The verbatim-phrase requirement is what makes this brief operationally useful. Marketing teams that mirror customer language outperform teams that translate their internal vocabulary. Pulling exact phrases from reviews and using them in service-page headlines, ad copy, and sales decks is one of the highest-leverage moves in B2B positioning.
The “content opportunities” output is the bridge to the editorial roadmap. Reviews are full of unanswered buyer questions, and questions that show up across multiple reviews are exactly the questions your content should answer. The “Buyer signal → Content recommendation” format makes each item directly actionable.
The “do not invent themes” guardrail is essential because frontier models will produce a clean five-theme summary even when the reviews actually have 12 disparate complaints with no clear pattern. Forcing the model to ground every theme in real review counts surfaces that messiness and lets you decide how to handle it.
Example output
Top themes
# Theme Sentiment # of reviews 1 Implementation speed and ease PRAISED 23 2 Pricing transparency CRITICIZED 14 3 Reporting flexibility MIXED 11 Verbatim phrases
- “Up and running in a single afternoon” — VP Product
- “Pricing felt like a black box until we got on the call” — Marketing Director
Top 5 content opportunities
- “Pricing felt opaque” appears in 14 reviews → Publish a transparent pricing-tier breakdown page with example monthly costs by company size.
- “Reporting is powerful but the learning curve is steep” appears in 11 reviews → Create a reporting cookbook with 10 common reports, step-by-step.
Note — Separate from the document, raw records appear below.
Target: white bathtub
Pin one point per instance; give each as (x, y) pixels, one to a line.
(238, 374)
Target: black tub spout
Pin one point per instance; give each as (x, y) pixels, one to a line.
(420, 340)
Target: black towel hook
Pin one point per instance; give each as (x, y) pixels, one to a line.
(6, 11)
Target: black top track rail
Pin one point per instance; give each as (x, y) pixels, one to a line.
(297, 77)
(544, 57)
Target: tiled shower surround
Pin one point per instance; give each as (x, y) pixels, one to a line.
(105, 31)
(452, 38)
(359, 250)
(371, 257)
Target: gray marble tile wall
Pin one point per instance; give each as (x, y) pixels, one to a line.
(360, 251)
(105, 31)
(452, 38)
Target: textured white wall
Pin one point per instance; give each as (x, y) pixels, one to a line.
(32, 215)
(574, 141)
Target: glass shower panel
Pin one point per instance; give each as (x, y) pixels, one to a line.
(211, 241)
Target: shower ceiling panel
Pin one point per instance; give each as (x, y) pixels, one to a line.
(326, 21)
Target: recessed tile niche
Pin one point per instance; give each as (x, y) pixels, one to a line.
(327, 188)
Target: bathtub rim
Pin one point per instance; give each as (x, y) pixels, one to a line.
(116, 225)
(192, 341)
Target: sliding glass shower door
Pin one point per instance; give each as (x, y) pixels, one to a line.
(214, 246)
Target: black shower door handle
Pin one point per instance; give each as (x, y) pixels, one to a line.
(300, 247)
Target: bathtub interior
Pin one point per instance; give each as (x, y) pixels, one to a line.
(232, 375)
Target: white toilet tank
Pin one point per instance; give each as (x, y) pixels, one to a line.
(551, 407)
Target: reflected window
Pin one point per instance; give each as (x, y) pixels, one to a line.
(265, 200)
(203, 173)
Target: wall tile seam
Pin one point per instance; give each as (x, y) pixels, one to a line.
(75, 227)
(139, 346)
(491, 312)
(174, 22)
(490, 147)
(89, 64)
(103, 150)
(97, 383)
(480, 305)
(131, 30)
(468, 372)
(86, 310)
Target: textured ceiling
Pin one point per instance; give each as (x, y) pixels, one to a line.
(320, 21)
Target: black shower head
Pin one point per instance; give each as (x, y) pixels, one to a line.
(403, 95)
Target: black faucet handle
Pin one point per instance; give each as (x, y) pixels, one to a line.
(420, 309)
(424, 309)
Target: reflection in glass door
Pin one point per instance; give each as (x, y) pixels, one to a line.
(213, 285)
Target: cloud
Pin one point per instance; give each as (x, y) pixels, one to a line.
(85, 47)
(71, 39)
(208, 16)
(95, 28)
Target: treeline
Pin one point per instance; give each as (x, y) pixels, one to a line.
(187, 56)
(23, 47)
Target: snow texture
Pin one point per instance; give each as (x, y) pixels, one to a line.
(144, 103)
Biggest copy-vs-customer gap
Marketing copy emphasizes “advanced analytics,” but customers consistently praise “speed of setup” and criticize “pricing complexity.” Speed-to-value is the differentiator buyers experience; the public messaging undersells it.
Variations
- Single-platform mode: Run on G2 reviews only, then again on Trustpilot only. Different platforms attract different buyer personas; comparing the syntheses surfaces persona-specific patterns.
- Competitor-overlay mode: Run the same prompt on a competitor’s reviews. The themes that appear in competitor praise but not in yours are gaps; themes that appear in competitor criticism but not in yours are quiet wins.
- Sales-enablement mode: Add an instruction to extract specific objections and the rebuttals reviewers themselves give. Useful for refreshing a battle card.